Anwesenheit in Lokal und äußerliche Ähnlichkeit als ausreichender Tatverdacht?
Skurril ist die Auffassung der belangten Behörde, "lächeln und posieren" sei als Zustimmung zum Fotografieren zu werten bzw. der Betroffene habe Abwehrmaßnahmen zu setzen. Klar ist: Fotoaufnahmen als Eingriffe in Persönlichkeitsrechte bedürfen grundsätzlich der eindeutigen Zustimmung von Betroffenen.
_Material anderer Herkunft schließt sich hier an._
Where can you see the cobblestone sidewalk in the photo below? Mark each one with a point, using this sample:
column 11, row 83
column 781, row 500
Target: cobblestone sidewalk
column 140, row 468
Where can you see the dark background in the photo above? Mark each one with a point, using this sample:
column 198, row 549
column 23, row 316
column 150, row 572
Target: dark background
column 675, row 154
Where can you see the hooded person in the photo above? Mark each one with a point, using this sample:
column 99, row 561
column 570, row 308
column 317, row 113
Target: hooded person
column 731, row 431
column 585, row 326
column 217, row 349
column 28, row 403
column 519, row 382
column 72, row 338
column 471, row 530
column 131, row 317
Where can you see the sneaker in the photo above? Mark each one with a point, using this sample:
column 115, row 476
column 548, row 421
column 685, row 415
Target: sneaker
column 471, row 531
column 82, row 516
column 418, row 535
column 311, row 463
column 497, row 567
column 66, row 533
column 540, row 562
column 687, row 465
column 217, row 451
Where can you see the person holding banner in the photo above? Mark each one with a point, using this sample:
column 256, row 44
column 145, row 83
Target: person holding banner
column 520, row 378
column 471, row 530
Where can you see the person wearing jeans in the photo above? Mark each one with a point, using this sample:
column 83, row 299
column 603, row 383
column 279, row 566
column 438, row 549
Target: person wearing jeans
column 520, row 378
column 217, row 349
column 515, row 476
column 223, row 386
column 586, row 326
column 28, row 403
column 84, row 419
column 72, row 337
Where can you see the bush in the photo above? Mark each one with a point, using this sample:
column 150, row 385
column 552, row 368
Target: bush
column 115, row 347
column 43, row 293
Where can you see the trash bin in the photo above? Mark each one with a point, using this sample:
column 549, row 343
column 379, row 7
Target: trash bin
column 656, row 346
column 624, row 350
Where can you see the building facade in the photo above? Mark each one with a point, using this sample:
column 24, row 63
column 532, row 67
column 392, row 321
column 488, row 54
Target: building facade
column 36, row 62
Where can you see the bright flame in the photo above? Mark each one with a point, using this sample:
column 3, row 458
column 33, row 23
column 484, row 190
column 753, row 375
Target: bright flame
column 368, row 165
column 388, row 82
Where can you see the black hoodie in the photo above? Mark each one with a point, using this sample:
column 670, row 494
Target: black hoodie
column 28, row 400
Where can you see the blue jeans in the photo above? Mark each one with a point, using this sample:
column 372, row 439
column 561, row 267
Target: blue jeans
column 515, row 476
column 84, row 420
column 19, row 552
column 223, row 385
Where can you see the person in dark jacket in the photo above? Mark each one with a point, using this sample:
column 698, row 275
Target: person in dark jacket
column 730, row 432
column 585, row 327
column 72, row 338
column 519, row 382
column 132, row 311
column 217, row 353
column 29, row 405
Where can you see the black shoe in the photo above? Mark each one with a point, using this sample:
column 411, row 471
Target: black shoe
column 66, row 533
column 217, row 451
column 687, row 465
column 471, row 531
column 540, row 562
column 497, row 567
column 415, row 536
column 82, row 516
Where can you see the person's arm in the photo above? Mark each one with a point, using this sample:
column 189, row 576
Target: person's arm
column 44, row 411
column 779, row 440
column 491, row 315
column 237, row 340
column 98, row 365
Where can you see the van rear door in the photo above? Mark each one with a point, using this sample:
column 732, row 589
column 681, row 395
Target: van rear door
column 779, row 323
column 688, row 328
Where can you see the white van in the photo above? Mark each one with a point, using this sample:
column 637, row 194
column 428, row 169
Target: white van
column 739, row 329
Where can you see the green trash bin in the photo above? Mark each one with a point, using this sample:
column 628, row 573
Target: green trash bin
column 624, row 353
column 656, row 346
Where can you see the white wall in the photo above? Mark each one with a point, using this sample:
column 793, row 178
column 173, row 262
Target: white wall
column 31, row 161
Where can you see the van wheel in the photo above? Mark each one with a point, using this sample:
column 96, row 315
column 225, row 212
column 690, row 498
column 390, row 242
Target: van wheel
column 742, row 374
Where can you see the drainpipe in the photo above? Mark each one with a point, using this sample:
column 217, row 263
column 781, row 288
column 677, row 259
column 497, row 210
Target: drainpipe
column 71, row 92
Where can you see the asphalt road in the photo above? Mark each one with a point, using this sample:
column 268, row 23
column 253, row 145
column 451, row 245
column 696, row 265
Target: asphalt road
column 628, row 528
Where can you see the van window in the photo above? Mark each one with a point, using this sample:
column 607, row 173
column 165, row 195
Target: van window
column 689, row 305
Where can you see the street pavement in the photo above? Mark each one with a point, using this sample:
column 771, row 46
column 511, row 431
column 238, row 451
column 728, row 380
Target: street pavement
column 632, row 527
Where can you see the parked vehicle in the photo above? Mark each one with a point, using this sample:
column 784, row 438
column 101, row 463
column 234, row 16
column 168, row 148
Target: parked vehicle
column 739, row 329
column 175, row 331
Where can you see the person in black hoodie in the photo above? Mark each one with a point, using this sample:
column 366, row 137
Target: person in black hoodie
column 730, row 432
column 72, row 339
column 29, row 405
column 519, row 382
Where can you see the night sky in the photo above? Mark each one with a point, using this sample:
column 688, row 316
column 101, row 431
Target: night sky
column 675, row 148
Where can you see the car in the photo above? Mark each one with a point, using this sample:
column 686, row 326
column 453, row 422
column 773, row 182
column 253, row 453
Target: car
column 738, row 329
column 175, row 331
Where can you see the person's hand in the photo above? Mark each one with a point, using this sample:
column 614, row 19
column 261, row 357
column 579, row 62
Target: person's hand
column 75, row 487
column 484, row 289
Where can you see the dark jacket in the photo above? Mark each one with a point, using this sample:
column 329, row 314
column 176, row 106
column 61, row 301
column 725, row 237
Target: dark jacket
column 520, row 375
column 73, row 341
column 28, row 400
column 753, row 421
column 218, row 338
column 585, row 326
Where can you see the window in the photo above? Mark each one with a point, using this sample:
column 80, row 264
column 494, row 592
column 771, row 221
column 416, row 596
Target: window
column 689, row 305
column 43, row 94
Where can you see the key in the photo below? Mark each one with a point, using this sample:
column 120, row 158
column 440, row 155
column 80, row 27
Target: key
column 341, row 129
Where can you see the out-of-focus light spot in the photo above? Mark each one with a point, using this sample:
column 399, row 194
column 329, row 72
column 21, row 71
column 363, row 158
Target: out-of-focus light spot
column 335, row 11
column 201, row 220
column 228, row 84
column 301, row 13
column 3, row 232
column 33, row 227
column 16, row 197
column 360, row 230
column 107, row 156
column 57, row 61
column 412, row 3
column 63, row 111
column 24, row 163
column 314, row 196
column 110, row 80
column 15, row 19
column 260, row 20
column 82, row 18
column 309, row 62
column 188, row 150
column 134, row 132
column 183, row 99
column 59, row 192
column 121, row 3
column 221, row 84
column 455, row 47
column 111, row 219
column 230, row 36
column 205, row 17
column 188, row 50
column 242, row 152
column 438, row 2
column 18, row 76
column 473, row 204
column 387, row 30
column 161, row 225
Der jeweilige Fotografierende muss sich der Zustimmung versichern und nicht sich der Fotografierte gegen entsprechende Aufnahmen wehren.
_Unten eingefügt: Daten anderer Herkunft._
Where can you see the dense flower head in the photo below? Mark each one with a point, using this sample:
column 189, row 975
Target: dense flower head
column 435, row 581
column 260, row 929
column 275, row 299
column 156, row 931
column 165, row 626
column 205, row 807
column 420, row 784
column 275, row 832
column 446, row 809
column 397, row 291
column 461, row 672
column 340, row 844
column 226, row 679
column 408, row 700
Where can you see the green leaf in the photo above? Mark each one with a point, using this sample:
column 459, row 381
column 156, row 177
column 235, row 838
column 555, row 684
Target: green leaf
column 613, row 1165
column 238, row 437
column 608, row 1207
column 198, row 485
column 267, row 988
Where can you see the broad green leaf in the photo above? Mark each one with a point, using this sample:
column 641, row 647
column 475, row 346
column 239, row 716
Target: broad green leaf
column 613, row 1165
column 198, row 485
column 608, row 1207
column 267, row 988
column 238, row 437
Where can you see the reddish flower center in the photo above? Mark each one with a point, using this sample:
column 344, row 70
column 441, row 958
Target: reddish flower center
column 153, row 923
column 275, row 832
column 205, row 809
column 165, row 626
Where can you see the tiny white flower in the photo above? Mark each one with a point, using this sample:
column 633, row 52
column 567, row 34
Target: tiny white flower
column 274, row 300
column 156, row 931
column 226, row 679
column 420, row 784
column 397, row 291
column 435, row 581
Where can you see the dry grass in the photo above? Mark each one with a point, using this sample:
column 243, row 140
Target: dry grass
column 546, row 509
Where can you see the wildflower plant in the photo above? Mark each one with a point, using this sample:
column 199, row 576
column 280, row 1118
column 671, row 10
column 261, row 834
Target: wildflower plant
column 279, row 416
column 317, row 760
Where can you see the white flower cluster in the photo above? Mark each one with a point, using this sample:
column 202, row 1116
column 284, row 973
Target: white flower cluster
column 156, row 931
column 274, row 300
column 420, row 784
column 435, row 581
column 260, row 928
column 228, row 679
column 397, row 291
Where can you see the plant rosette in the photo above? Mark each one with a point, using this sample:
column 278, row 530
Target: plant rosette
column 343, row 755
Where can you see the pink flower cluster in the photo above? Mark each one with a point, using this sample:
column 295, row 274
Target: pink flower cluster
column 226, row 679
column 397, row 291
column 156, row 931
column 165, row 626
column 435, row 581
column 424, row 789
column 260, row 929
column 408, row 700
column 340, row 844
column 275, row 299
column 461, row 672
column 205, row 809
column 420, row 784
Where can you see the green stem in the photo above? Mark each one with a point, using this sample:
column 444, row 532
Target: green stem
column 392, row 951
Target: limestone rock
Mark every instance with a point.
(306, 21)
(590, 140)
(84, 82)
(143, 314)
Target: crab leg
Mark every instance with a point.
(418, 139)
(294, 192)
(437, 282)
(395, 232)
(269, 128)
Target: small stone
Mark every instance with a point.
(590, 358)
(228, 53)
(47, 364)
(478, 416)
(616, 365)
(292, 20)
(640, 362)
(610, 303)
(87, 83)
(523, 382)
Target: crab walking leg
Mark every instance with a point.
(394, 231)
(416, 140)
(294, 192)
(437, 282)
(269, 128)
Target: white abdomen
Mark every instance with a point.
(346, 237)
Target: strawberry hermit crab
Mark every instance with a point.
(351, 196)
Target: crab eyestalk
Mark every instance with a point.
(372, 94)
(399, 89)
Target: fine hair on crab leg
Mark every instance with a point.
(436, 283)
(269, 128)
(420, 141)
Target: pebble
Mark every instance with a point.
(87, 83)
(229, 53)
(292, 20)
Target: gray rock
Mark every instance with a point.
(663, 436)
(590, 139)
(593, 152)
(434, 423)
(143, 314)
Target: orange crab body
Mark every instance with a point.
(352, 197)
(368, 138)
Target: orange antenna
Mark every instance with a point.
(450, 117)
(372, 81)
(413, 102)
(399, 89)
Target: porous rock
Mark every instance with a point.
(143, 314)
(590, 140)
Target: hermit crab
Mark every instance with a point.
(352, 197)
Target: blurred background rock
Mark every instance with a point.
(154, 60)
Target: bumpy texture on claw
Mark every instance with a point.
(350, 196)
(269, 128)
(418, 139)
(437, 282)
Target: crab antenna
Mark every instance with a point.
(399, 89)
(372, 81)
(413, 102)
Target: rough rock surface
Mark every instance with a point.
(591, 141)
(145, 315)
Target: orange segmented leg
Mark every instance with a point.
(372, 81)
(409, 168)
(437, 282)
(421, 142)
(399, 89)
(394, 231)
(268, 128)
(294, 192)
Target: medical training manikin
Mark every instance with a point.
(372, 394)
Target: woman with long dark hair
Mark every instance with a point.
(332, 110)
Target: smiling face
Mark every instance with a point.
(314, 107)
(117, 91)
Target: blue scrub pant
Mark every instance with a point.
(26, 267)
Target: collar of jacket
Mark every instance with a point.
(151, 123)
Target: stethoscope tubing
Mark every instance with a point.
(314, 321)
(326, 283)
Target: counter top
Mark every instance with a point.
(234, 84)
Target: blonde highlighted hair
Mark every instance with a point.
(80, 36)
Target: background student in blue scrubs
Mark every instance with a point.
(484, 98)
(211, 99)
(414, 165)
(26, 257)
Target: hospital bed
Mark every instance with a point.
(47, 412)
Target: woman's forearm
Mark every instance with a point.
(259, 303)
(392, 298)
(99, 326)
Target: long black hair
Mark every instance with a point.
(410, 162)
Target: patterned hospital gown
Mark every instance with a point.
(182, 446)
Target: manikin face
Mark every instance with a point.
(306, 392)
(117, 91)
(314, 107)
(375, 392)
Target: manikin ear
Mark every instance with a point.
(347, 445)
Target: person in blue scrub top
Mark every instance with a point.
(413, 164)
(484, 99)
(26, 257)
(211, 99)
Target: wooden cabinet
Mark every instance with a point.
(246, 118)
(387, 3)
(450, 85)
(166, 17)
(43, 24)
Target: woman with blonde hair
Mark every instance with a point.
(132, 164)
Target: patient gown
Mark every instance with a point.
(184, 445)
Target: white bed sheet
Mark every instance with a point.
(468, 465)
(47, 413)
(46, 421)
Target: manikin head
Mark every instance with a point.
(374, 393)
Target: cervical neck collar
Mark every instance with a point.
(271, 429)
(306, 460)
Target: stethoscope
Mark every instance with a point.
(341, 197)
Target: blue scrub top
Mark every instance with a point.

Die Entscheidung der DSK ist insoferne bemerkenswert, als die entsprechende Bestimmung des Sicherheitspolizeigesetzes einen verhältnismäßigen Eingriff in Persönlichkeitsrechte durch erkennungsdienstliche Maßnahmen als Ausnahme betracht, falls begründeterweise der Verdacht eines bevorstehenden "gefährlichen Angriffs" befürchtet werden kann, worin auch der Eingriff ein Rechtsgut durch eine vorsätzliche Straftat zu verstehen ist. Alleine die Tatsache, dass jemand in einem Lokal anwesend ist bzw. einer vagen Personenbeschreibung, die bei den Behörden eingegangen ist, ähnelt, kann jedenfalls nicht ausreichend sein, um erkennungsdienstliche Maßnahmen zu rechtfertigen. Eine solche Auffassung würde letztendlich zu einer unbeschränkten Behördenkompetenz zur erkennungsdienstlichen Behandlung bei Personenkontrollen führen.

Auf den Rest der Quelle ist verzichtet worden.